Mlliyet Milliyet Blog Milliyet Blog
 
Facebook Connect
Blog Kategorileri
 

15 Eylül '06

 
Kategori
Aşk - Evlilik
 

Kederli bir kadın silüetidir şimdi...

Kederli bir kadın silüetidir şimdi...
 

O, kederli bir akşam vakti kıyılarda yürüyen yalnız bir kadın silüetidir şimdi. Öylesine kopmuş, dünyadan çok uzaklara yürüyen bir kadın. Uzaklardan gelmiş ve uzaklara giden bir adamın tatlı acı tüm hikayelerini yüreğinde taşıyan. Öfkeyle kıyıdaki taşlara tekmeler savuran, gözünden akan yaşlara engel olamayan ve kendini bu uzak sahile fırlatılıp atılmış gibi hisseden acılı bir yürektir şimdi o.

Kimse ama hiç kimse acısına ortak olamıyordur. Sımsıkı kapalıdır kalbinin tüm kapıları. Kendi karanlığına ışıkların girmesine izin vermez. Kendi acısıyla yanıp kül olmak ister. O acıda yanmak, yanmak ve küle dönüp unutmak ister. Yeniden başlayabilmek için küllerinden doğmak ister.

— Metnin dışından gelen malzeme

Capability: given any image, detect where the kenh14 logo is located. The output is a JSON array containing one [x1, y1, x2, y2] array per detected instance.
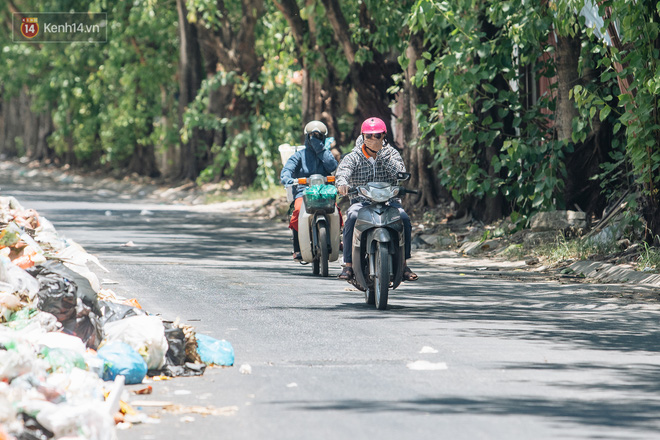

Gözlerinin önünde batan bir güneş var şimdi. Hayatını o batan güneş gibi izliyor kıyıdan. Batmaya odaklanmış... Düşünemiyor yeniden doğacağını o batan turuncu güzelliğin. O sadece acıyla izliyor ufku. Aklını alamıyor aşkının batışından, kendini veremiyor hayata...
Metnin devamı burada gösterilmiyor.